Manchester / Liverpool (UK) ///

Newbetter/Joshua Bolchover and Shumon Basar, architects, Manchester/London
Remember Tomorrow: Hulme as Urban Myth
Installation, 2004
In the 1990s, the district of Hulme (Manchester) was completely torn down and rebuilt, for the second time in thirty years. In the 1980s, the residential blocks "Hulme Crescents" were particularly notorious. On the one hand, a vibrant subculture developed here; on the other, Hulme was considered one of the most dangerous districts in Manchester.

Joshua Bolchover, architect, Manchester/London, and Kevin Ward, urban geographer, Manchester
Re-imaging the City
Printed tablecloth, 250 x 130 cm, 2004
Diagrams document the local political change in the city of Manchester in the last twenty years - from municipal socialism to private entrepreneurism.

John Davies, photographer, Liverpool
Cotton Mills Revisited
8 photographs, b/w, 1982-2003
In the 1980s, the urban and landscape photographer John Davies took pictures of textile cities in the environs of Manchester. Now he has taken photos of the exact same spots, thus documenting the spatial consequences of de-industrialization.

Leo Fitzmaurice and Neville Gabie, artists/curators, Liverpool/Stroud
Migrant Office
Installation/reconstruction, 1999-2004
In the project Further up in the Air, artists were invited to live and work in an apartment building in Liverpool that had been condemned and that was already partially untenanted. The coordination office is reconstructed in the exhibition as a project archive.

G.L.A.S. (Glasgow Letters on Architecture & Space), magazine collective of architects and journalists, Glasgow
Spaces of Labour
Newspaper (edition: 10,000 copies), 2003-04
An extra edition of the newspaper Glaspaper on the changes in the worlds of work and their spatial forms in Liverpool and Glasgow since the beginning of the post-industrial age.

Ken Grant, photographer, Newport/Liverpool
Benny Profane
30 photographs, b/w, 1989-1996
Long-term documentation of men, women, and children who have worked at the Bidston-Moss Garbage Tip on the northern outskirts of Birkenhead (Merseyside), recycling or reselling refuse.

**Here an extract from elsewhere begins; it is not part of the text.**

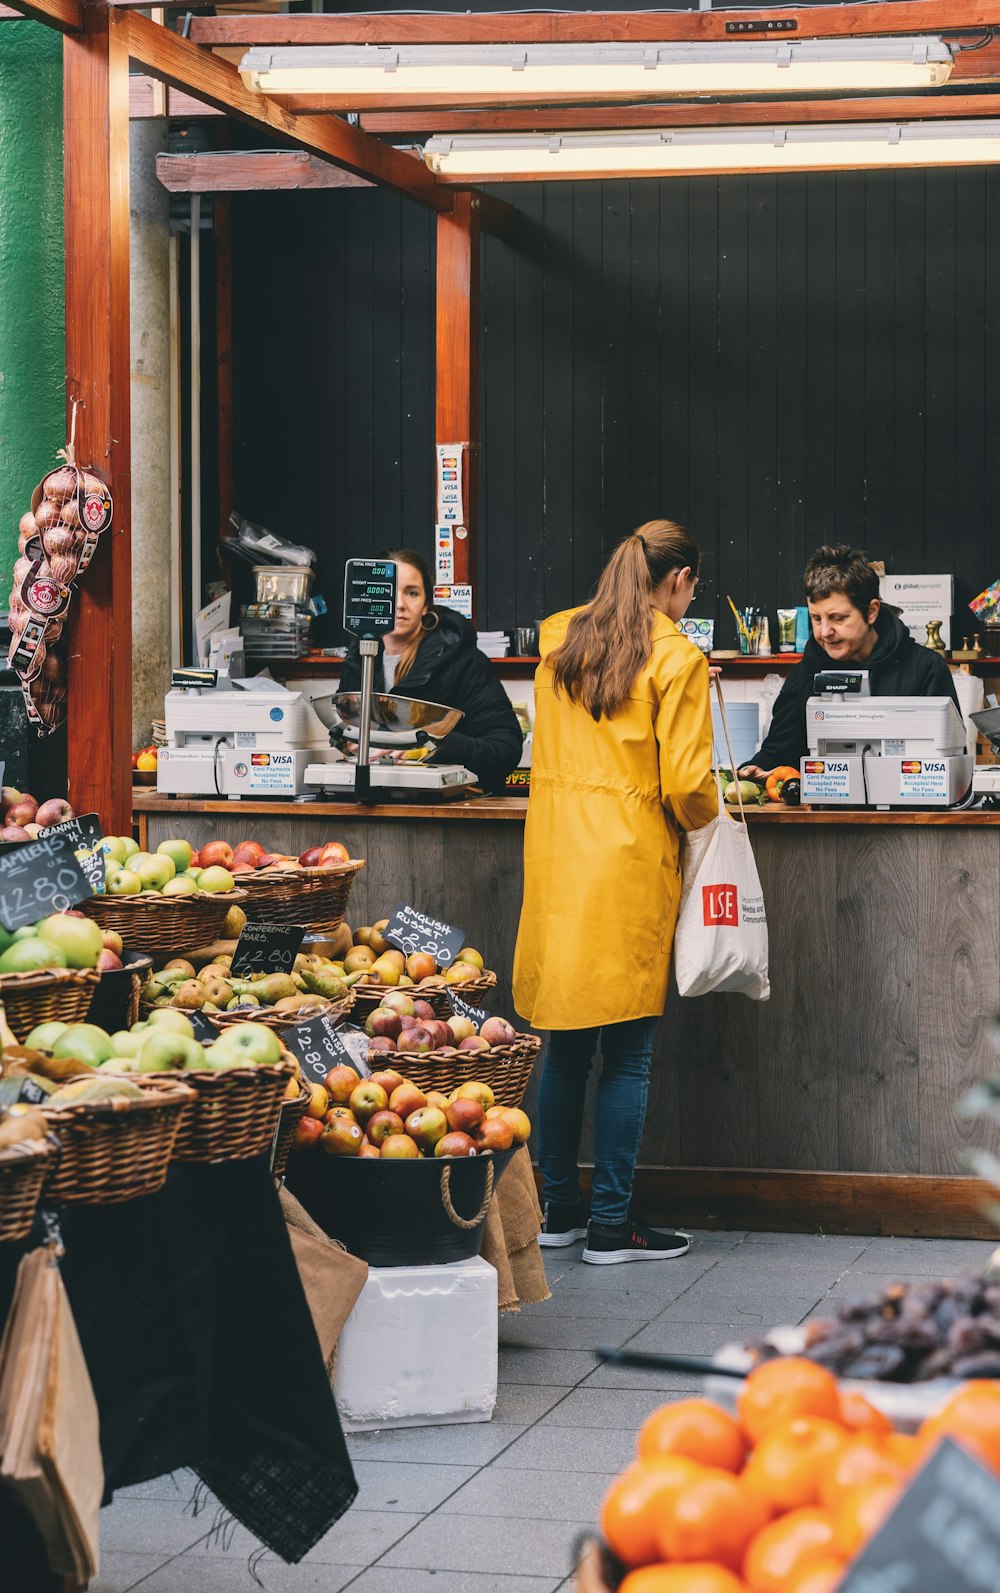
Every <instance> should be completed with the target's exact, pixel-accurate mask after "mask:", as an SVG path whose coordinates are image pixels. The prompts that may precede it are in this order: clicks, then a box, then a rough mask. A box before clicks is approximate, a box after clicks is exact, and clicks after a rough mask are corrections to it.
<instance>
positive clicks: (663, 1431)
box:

David Haslam, DJ/writer, Manchester, with Aidan O'Rourke, photographer, Manchester, and Lee Thompson, music producer, Manchester
Tribute to the Haçienda
Installation: photographs and sound, 2004
David Haslam, former DJ of the famous Haçienda, follows the path of individual pieces of the club, which were auctioned off to fans after the club closed. He thus makes visible the emotional importance of this music culture and its role in the development of the city.

Kath Healy, retired administrator, Liverpool
Conversations
Video, ca. 30 min, 2004
The video by Kath Healy, an older resident of the high-rise in which the project Further up in the Air was carried out, documents the remaining tenants' stance toward their approaching move to newly-built bungalows.

Tom Jefferies, Neil Swanson, and Dominic Wilkinson, architects/landscape architects, Liverpool/Manchester
Home Guard: Domestic Defense in East Manchester
Commentated photographs, 2004
An examination of the ways residents of residential districts respond to strongly-felt insecurity and the threat of crime.

public works/Kathrin Böhm, artist, London, and Andreas Lang, architect, London
Boot Rules
Installation: game table and photographs, 2004
The interdisciplinary team public works illuminates the prospects and strategies of remaining residents in the mostly empty residential area Norris Green in Liverpool. Boot Rules is a collection of everyday rules promulgated and practiced by various actors.

Paul Rooney, artist, Liverpool
Hold the Line for a Moment
Video installation with 9 videos, 8 min, loop, 2004
The sound artist Paul Rooney is interested in the isolation manifested in the call-center work characteristic of times of structural change. The songs in the installation are based on telephone interviews with call-center employees.

Imogen Stidworthy, artist, Liverpool
Scotland Road
Video installation, 2004
Scotland Road is a street and also a district in Liverpool that was torn down and partially rebuilt in the 1980s. This work is about collective memories and how the residents resettled at that time dealt with the loss of their familiar surroundings.

Tom Wood, photographer, Liverpool
Cammel Laird Shipyard
3 photographs, color, 1993-1996
Photos of a ship repair yard in Birkenhead/Liverpool shortly before it was closed down after a long strike.